Now, a positive self-image should be pretty easy for you to imagine. A positive image would just be the opposite examples that I have provided to you above. So looking around as an extremely attractive, intelligent, or happy person will all indicate that you are not embodying positive self-image. Even if somehow, you feel that you are not far from the ideal version of yourself, you don't feel overly negative because you have all these positive feelings about yourself. Simply put, when you look in the mirror at your reflection, you experience positive feelings.

How do we develop self-esteem?

Our view of ourselves is like us in the sense that it is by no means fixed. It adapts and develops as we grow as individuals and through our interactions with others. For example, as we practice certain skills and abilities, and as we learn and grow, we are much more likely to view ourselves as capable and competent people. Our self-esteem is constantly evaluating this kind of information and the views that we hold in relation to ourselves. Another example may be related to our appearance. Imagine that you put on a few pounds over the winter. I'm willing to bet that can negatively impact your self-esteem. By contrast, now imagine being stuck in your regular gym routine and sitting in the best physical shape of your life! This is a good example of our self-perception, most likely changing in a positive way as a result of our commitment. However, it's not just the things we do for ourselves that affect our self-esteem. It can also influence our relationships and relationships with other people. For example, if you regularly interact with people who are supportive and reassuring towards you, then you are much more likely to develop a positive self-image than if you regularly interact with people who are negative and unfavorable. These relationships can reinforce what we see when we look in the mirror, whether we're already completely misrepresented or not.
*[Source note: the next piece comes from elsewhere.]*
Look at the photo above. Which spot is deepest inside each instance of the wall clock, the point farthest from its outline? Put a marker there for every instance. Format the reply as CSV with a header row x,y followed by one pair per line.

How to create a positive image

So, now we know that our self-esteem is not fixed, and depends on many different aspects of our lives, let's talk about how we can work on creating a positive image. Like many changes we try to ensure that in our lives there is no quick fix that will work for everyone and help them improve their self-esteem. The first step is always learn to accept and love yourself. You can start by making a list of your good qualities and posting that somewhere you can watch it regularly and remember them. From here, you can identify the things you want to improve by making reasonable and useful goals, and then aim to achieve them. As you develop these strengths, you will provide yourself with a ton of positive affirmations. Focus on good things. Throughout this process, one must refrain from comparing oneself with others. ((Cleveland Clinic: the formation of positive self-perception)) Remember that learning to love yourself is a long process. You are a unique individual with unique strengths and weaknesses. You have come a long way from where you started. Appreciate it and use it to motivate you to go even further! Once you're on this path, you may feel as if you want to invest more in improving your self-esteem. If you are at this stage there are exercises that you can do to boost your self-esteem.

Excises to help you improve your self-esteem

Use these exercises to boost your self-esteem!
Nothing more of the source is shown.